Johann Wilhelm Keibel naquit le 30 mai 1788 à Pasewalk. En 1797, il arriva à Saint-Pétersbourg avec son père, Otto-Samuel Keibel, joaillier et orfèvre du corps de métier étranger. Ce dernier acquit rapidement une position solide dans le milieu professionnel, une situation financière stable et fut élu doyen de la corporation, ou alderman. Grâce à sa réputation, la famille accéda au cercle des commandes de cour, notamment pour la grande-duchesse Maria Feodorovna.

Après la mort soudaine de son père le 15 avril 1809, Johann Wilhelm, n’ayant pas encore le statut officiel de maître, poursuivit l’activité pendant deux ans en utilisant le poinçon paternel.

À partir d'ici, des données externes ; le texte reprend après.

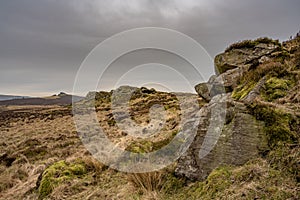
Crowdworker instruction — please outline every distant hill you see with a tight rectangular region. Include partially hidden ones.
[0,92,83,105]
[0,94,30,101]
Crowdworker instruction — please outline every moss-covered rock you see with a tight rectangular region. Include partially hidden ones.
[37,161,87,199]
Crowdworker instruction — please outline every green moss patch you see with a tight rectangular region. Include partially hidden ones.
[225,37,281,52]
[38,161,87,199]
[250,105,299,147]
[263,77,292,101]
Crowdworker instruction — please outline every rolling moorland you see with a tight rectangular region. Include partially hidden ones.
[0,35,300,200]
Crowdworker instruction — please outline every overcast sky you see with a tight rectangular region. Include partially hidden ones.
[0,0,300,96]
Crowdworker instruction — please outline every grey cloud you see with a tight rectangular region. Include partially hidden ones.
[0,0,300,96]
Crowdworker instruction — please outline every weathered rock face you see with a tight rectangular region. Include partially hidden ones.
[176,94,268,180]
[215,43,280,75]
[176,41,280,180]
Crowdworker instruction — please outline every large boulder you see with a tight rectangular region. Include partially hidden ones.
[176,95,268,180]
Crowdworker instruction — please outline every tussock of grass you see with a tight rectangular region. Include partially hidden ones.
[225,37,281,52]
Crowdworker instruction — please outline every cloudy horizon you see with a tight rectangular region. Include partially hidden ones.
[0,0,300,96]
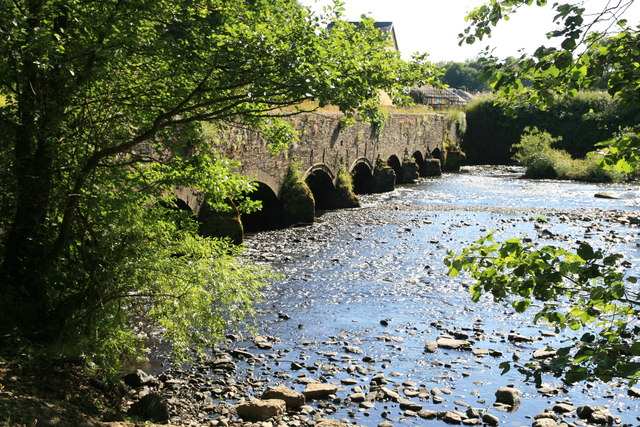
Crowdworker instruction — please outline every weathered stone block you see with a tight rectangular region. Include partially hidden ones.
[442,150,465,172]
[419,159,442,177]
[372,162,396,193]
[401,161,420,184]
[198,198,244,245]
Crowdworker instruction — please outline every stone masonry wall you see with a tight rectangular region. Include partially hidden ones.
[210,113,457,195]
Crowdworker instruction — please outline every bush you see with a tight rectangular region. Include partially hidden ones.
[513,127,625,182]
[462,91,640,164]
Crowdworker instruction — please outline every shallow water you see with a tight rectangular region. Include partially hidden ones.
[231,168,640,426]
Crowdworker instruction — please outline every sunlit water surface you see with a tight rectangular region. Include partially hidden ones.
[231,168,640,426]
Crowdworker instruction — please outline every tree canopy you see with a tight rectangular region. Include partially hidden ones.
[0,0,437,370]
[445,0,640,383]
[438,61,491,92]
[460,0,640,172]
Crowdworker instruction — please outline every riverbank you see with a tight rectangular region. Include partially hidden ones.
[0,170,640,426]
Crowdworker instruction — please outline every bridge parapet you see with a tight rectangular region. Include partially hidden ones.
[198,113,458,236]
[216,113,457,195]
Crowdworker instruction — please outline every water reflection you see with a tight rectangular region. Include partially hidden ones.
[242,169,640,425]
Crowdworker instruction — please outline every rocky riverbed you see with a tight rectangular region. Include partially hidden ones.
[124,169,640,427]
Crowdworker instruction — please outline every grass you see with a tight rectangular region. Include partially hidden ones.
[277,100,463,114]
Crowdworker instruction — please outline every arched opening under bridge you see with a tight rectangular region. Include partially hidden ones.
[241,182,282,233]
[305,168,336,210]
[351,162,373,194]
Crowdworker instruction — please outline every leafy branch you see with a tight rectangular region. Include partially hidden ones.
[445,234,640,383]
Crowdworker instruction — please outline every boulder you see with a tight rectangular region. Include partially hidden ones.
[531,418,558,427]
[302,384,338,400]
[553,403,576,414]
[236,399,287,421]
[398,398,422,412]
[124,369,159,388]
[496,387,522,406]
[419,159,442,177]
[482,414,500,426]
[436,338,471,350]
[128,393,170,423]
[442,411,467,424]
[262,386,305,409]
[399,160,420,184]
[424,341,438,353]
[627,387,640,397]
[576,405,595,420]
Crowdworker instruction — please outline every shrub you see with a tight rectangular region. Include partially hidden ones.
[462,91,639,164]
[513,127,625,182]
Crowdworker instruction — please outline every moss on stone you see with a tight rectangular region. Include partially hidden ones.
[420,159,442,177]
[334,166,360,209]
[442,150,465,172]
[280,160,315,226]
[401,160,420,184]
[198,201,244,245]
[373,159,396,193]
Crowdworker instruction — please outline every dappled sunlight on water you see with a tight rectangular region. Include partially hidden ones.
[240,170,640,425]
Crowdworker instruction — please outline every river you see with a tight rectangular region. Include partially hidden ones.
[219,167,640,426]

En 1812, il obtint le statut de joaillier et d’orfèvre en or et en argent du corps de métier étranger de Saint-Pétersbourg. Il s’éteignit à Saint-Pétersbourg le 25 mai 1862, cinq jours avant son soixante-quatorzième anniversaire.

ÉTAPES DE CARRIÈRE

Héritant de l’atelier familial situé dans une maison appartenant à la famille dans la ruelle Gousev, Johann Wilhelm Keibel s’imposa rapidement comme un maître de tout premier plan. Sa carrière débuta sous le règne d’Alexandre Ier et connut son apogée sous Nicolas Ier. De 1825 à 1828, il occupa successivement les fonctions électives d’adjoint puis de doyen de la corporation, attestant de son autorité professionnelle.

Le 31 mars 1841, il reçut le titre d’orfèvre de la Cour impériale, avec le droit de faire figurer les armoiries de l’État sur ses enseignes et ses œuvres. En 1859, il fut décoré de l’ordre de Saint-Stanislas, 3ᵉ classe, et obtint le statut de citoyen d’honneur héréditaire, transmis à ses descendants.

LA MAISON KEIBEL

La maison de joaillerie Keibel se développa à partir de l’atelier familial fondé par Otto-Samuel Keibel à la fin du XVIIIᵉ siècle et hérité par Johann Wilhelm Keibel. Sous sa direction, l’entreprise devint l’une des maisons joaillières les plus respectées de Saint-Pétersbourg dans la première moitié du XIXᵉ siècle. Elle se spécialisait dans les commandes de cour, les regalia cérémoniels, les bijoux, l’argenterie et l’orfèvrerie en or, ainsi que les œuvres intégrant pierres précieuses et platine. Après la mort de Johann Wilhelm Keibel en 1862, ses descendants poursuivirent avec succès l’activité, transformant l’atelier en fabrique active jusqu’en 1910.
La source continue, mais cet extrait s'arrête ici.